Hacksaw Ridge

I love movies, primarily movies that make me want to stand up and cheer. I’m especially moved by those based on real life people who rise above great trials. Here are some of the movies I’ve collected and still enjoy:

Rudy

October Sky

Remember the Titans

Gifted Hands

McFarland, USA

Race

When the Game Stands Tall

Temple Grandin

Invictus

The Tuskegee Airmen

42

Hidden Figures (on pre-order)

The latest addition is Hacksaw Ridge. The movie is a hard-R, and I knew it would be “more violent than Saving Private Ryan”, and thus, very difficult for me to watch. Hacksaw Ridge shows the violence, blood-lust, screaming carnage and horror of combat. My father was a medic during the third wave into Normandy. This movie gave me an insight into what he went through. I didn’t shy away because I wanted to see the story of Desmond Doss, a conscientious objector who was mocked, despised, beaten, and considered a coward until the men with whom he served found out the depth of his faith in Christ, his determination to serve his country without taking a human life, and what God can do with one man who believes.

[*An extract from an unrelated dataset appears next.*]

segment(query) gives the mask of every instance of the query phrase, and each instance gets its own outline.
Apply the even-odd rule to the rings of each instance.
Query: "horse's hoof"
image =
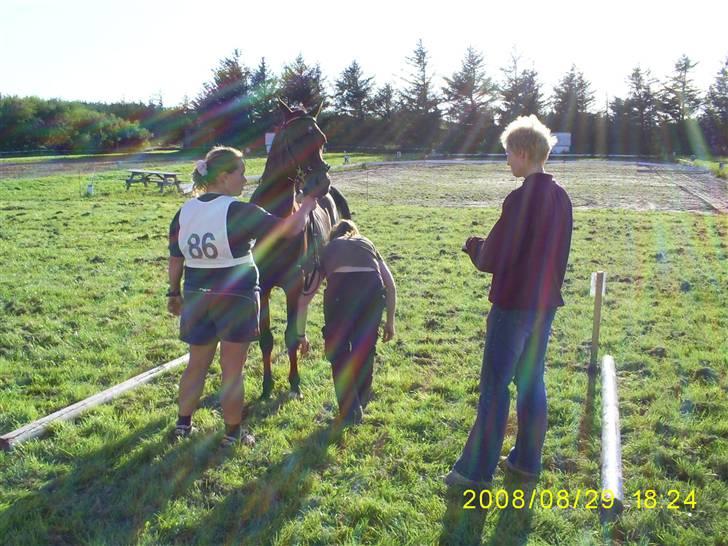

With remote in hand, and thumb on fast forward, I have watched the end of the movie half a dozen times, and every time, it moves me to tears. Why? Because I think of Jesus, sent by God into enemy territory. Satan is filled with blood lust to kill and destroy each of us. Jesus, hated and persecuted, obeyed His Father’s battle plan to save lives. Jesus finds the wounded who cry out to him and lifts them from the battlefield of life. He heals them and brings them safely home. When Desmond (played by Andrew Garfield) looks into the camera and prays, “I don’t hear You. I don’t know what You want me to do…” I think of Jesus in the Garden. “Take this cup from Me, not My will, but Yours be done.” When the wounded man cries out for help, the medic rises and goes into the firestorm, searching for and saving the very ones who persecuted him and wanted him gone. They didn’t know he stayed so he could save their lives.

There is another powerful scene of Doss standing head upraised as water is poured over him. The water is the color of earth and blood, a revelation of the trial he has just been through. That makes me think of Jesus, covered in the filth of all our sins so that we can be washed clean by the blood of the Lamb of God. Even as Doss stands in the hospital tent, his concern is searching for the one missing man. Like Jesus, our shepherd, with ninety-nine in the fold, going out to find the one lost lamb.

Scripture says, “The eyes of the Lord search the whole earth in order to strengthen those whose hearts are fully committed to him.” Desmond Doss, a thin, young man, prayed. “Lord, help me save one more.” God answered and gave him the physical, mental and emotional stamina to save seventy-five. And then later, unarmed and back in the midst of the battle, he saved more.

In my opinion, it is no accident that God called Mel Gibson, an imperfect man of faith, to direct this movie. I’m thankful Mister Gibson had the courage to step out in faith and offer the public Hacksaw Ridge. May God receive all the glory.